The mid-market SEO report a CMO will actually read is six pages, six metrics, six paragraphs of commentary, and one decision. Anything more is the agency defending itself. Anything less is the agency hiding from the CFO audit.

If your current SEO report is more than ten pages, it is the wrong report. If it does not end with a decision the CMO has to approve, deny, or revise, it is the wrong report. If it counts sessions, bounce rate, average position, or domain authority, it is the wrong report.

We run this framework on every retainer client we ship, including the Insight Sales Consulting rebuild and the Raydon Accounting engagement that is producing the first full case study with attributable demo requests later this quarter. Both clients see the same six metrics. Both have made budget reallocations off the report in the last quarter. Neither has cut the retainer.

If your agency cannot produce this report on your site, it is not a reporting tool problem. It is a methodology problem. The methodology is in this post. Fork it, run it on your own site, and ask your agency the next month why their version is 40 pages longer.

RJ

Frequently asked

What is the right cadence for a mid-market B2B SEO report?
One full report per month, one Slack note per week, one retro per quarter. The monthly report is the artifact a CMO defends to the CEO. The weekly Slack note is a three-line operating update. The quarterly retro is where the strategy shifts. Anything more frequent than weekly is noise.
Why drop sessions and bounce rate from the report?
Sessions reward indexing junk and bot traffic. Bounce rate has been deprecated in GA4 in favor of engagement rate, and even engagement rate does not correlate with revenue at mid-market scale. The CMO needs metrics that map to pipeline. Sessions and bounce rate do not.
How do you measure LLM citations as an SEO metric?
Run a fixed prompt set against ChatGPT, Perplexity, Claude, and Gemini once a week. Count the runs that cite your domain. Track the citation share across the panel month over month. The number is rough but directionally correct, and no other shop is showing it yet.
Is Search Console enough on its own?
No. Search Console is the source of truth for impressions, clicks, and indexable URL count. It does not tell you what those clicks did on the site, it does not track LLM citations, and its backlink view is incomplete. Pair it with PostHog for behavior and Ahrefs or SEMrush for link data.
What single decision should the CMO make from this report each month?
One allocation decision. More to content production, more to technical fixes, more to digital PR, or hold. The report exists to make that one call.
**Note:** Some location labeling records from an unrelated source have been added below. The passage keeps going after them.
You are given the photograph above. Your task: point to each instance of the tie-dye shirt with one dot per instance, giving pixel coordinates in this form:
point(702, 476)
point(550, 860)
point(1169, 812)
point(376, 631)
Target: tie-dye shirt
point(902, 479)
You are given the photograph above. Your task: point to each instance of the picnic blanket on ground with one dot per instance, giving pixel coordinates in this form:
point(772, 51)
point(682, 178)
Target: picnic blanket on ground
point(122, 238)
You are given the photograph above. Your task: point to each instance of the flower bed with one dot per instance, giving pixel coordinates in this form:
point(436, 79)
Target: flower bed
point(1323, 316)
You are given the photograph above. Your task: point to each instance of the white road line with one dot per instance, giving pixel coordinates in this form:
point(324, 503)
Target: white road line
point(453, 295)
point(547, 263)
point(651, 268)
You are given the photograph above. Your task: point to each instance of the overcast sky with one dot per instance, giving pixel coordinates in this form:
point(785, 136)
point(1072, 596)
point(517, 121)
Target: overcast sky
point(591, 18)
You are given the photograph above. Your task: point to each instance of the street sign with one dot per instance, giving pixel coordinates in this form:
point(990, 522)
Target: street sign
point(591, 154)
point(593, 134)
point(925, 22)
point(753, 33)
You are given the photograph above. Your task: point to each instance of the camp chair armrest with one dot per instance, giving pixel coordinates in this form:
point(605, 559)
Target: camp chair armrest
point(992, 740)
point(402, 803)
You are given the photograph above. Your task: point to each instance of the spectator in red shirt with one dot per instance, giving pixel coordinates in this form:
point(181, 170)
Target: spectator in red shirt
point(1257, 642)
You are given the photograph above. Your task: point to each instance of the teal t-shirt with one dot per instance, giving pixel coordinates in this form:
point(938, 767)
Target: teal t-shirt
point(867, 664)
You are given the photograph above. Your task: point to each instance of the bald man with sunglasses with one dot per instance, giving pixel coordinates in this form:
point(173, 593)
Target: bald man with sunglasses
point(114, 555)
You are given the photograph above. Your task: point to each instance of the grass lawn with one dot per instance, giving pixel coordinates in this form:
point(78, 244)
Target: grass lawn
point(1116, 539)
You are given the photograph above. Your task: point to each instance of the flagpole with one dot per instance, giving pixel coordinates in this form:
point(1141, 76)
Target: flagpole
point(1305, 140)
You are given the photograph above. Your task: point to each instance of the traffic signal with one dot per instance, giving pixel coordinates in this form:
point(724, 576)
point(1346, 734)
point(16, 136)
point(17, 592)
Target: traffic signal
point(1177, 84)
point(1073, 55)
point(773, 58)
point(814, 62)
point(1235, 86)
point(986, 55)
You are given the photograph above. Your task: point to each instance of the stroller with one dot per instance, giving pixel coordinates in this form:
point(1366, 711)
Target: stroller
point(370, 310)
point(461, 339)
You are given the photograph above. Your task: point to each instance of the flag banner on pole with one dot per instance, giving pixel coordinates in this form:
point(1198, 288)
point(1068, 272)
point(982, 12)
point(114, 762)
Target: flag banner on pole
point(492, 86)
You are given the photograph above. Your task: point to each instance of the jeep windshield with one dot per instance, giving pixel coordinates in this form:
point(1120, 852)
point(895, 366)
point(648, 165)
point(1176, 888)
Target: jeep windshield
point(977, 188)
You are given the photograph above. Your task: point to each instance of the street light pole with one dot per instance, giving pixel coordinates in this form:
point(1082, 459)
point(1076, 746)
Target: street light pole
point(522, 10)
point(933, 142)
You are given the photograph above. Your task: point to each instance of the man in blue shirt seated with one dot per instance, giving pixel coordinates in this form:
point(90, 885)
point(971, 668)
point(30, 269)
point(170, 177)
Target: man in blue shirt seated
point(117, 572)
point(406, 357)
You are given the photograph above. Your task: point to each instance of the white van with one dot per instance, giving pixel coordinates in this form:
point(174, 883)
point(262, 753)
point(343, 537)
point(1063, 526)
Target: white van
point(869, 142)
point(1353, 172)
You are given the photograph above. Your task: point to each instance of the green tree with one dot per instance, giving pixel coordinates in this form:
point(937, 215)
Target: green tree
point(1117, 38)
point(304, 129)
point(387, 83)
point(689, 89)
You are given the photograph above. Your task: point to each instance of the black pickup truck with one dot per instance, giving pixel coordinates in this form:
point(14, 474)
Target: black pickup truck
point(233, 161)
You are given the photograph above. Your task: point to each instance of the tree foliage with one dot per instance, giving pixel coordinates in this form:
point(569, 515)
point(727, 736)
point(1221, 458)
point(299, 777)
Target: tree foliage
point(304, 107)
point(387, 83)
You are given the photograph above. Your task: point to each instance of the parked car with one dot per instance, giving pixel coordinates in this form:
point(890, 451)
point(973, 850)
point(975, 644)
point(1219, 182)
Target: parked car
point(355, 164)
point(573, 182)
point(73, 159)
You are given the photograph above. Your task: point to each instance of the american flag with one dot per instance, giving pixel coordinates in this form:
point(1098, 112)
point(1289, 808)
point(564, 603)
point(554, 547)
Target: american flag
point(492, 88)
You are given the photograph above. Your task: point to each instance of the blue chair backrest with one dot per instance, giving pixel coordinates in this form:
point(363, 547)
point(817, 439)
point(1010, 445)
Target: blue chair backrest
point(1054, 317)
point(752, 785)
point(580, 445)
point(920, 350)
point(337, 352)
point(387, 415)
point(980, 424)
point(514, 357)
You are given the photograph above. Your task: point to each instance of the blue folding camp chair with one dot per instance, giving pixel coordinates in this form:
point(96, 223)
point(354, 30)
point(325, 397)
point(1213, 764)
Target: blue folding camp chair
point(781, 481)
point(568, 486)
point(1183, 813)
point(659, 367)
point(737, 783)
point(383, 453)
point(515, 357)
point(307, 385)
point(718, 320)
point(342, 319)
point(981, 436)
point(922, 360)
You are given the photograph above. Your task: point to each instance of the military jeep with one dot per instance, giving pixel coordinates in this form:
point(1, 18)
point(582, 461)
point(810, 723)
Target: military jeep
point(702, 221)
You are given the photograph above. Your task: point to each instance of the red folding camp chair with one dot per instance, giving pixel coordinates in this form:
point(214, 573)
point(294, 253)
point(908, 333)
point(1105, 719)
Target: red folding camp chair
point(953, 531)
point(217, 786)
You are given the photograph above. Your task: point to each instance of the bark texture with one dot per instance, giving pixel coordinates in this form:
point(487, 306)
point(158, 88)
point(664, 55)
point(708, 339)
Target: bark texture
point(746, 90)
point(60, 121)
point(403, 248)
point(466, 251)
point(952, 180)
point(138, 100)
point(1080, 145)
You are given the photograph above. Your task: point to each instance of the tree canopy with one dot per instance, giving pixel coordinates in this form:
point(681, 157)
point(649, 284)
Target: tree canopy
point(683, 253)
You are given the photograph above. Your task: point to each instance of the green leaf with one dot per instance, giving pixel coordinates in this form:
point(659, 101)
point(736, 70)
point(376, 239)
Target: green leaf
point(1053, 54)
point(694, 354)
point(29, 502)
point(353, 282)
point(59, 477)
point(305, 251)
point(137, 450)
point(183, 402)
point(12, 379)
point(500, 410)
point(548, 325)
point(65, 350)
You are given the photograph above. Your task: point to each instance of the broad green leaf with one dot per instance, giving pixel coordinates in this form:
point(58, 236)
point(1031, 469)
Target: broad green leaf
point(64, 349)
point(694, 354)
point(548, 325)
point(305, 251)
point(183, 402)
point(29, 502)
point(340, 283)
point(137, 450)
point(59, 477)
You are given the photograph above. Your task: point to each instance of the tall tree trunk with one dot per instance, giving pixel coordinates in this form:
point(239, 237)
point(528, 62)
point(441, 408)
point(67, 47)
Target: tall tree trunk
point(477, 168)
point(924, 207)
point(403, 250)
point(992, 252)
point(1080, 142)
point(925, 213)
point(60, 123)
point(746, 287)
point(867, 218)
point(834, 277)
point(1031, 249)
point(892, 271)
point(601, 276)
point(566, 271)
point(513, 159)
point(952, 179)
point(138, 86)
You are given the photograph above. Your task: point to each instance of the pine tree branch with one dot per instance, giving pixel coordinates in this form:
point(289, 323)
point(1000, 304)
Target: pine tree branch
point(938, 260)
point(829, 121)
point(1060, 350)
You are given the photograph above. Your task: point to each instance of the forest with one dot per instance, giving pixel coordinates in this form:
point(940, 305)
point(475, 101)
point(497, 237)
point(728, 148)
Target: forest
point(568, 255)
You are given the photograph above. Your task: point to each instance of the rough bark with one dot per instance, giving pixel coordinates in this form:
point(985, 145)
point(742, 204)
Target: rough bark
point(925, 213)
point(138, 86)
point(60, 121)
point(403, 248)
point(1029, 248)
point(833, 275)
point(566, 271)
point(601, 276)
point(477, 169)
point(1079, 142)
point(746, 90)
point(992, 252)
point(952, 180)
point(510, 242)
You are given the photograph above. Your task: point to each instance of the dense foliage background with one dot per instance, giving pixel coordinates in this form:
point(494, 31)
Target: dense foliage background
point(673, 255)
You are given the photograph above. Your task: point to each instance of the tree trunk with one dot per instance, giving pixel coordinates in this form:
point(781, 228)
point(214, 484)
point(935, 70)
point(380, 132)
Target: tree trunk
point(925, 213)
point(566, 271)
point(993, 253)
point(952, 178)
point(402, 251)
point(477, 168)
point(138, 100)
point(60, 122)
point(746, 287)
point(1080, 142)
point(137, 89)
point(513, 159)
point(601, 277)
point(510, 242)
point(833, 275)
If the data does not point to a call, the report is failing.
How long should the monthly report be?
Six pages. Cover, six metrics on one page each, commentary, the decision. A CMO will read six pages. A CMO will not read sixty. The discipline of cutting to six pages is what makes the report usable.
Should agency reports include rankings for branded keywords?
No. Branded keywords always rank. Including them inflates the win column. The top-10 ranking count metric in this framework counts non-branded commercial-intent keywords only. Branded performance belongs in a separate brand-tracking report owned by marketing, not SEO.